Here are a few disturbing numbers about the team’s recent play:

11.5: The Braves are 11.5 games out in the National League East. It’s the largest division deficit they’ve experienced during this seven-year run of postseason berths. During their 2021 championship season, they were once eight games back. A year later, they were 10.5 games back June 1, yet reemerged to win the division anyway.

This time, though, it will be a much tougher uphill climb, given the caliber of teams in front of them — the Phillies and Mets are World Series hopefuls — and how dreadful the Braves have performed.

7: For a while, conversation had shifted from the Braves’ 0-7 start and took a more encouraging tone. They climbed above .500 during a road trip in Boston last month and appeared to be clawing their way back into the mix.

But when they begin play June 6, they’ll be seven games under .500 again. They’re 27-27 since their winless West Coast trip to open the season. That’s nowhere near good enough to overcome that early result.
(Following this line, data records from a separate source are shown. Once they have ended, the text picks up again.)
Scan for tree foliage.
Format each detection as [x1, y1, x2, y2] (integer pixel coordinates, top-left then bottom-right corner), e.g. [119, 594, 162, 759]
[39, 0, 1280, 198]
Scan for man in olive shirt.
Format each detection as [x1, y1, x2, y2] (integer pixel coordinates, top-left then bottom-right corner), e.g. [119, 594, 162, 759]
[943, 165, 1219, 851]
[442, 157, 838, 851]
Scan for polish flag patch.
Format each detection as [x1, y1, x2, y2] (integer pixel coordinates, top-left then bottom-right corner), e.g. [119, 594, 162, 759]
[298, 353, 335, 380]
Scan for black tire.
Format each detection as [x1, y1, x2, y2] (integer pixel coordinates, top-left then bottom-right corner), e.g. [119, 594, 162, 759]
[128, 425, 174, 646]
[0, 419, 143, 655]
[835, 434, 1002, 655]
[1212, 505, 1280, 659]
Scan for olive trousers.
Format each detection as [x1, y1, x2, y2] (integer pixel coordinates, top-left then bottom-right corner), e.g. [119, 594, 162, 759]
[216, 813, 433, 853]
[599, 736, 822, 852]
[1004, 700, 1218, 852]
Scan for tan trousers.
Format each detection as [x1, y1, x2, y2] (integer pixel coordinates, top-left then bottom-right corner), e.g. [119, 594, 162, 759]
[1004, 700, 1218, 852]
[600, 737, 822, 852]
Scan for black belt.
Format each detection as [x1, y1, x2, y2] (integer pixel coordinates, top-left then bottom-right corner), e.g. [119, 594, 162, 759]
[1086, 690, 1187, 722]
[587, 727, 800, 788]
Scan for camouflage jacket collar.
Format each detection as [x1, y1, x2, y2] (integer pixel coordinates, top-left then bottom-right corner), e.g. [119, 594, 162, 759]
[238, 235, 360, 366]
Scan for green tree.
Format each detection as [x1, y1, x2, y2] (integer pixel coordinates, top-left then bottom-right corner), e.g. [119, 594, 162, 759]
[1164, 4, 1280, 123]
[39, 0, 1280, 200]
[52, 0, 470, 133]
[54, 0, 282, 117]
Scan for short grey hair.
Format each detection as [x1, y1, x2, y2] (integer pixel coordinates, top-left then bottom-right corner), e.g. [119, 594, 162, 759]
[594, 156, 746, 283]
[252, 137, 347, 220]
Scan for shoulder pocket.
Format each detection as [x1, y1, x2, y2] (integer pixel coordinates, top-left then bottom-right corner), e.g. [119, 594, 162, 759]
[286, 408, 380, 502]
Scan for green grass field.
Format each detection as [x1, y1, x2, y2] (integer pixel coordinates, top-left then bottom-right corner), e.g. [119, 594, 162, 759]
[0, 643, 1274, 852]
10-20: The Braves have lost 20 of their 30 road games. They now travel to San Francisco and Milwaukee to oppose two NL postseason contenders. A 1-5 or 2-4 result would be another blow. If the Braves are going to turn this around, it needs to happen soon. They can’t afford another poor road showing, particularly when they’re only 17-14 at Truist Park.

3: The Braves have a better record than only three NL teams: the historically awful Rockies (12-50), the spending-allergic Pirates (23-39) and the perpetually bad Marlins (23-37). Eight NL teams have winning records. That excludes the 31-31 Diamondbacks, who just swept the Braves to secure the head-to-head tiebreaker. The Reds (30-33) and Nationals (29-32) are also two games above the Braves in the wild-card hunt.

35.8%: The Braves’ postseason odds have plummeted to 35.8% on FanGraphs, which many might still deem optimistic. But they began the year with a 93.4% chance at the postseason. Their World Series odds at that time were 15.8%, the only team given better than a 6% chance besides the champion Dodgers (22.9%). The Braves’ World Series odds are now at 3.4%.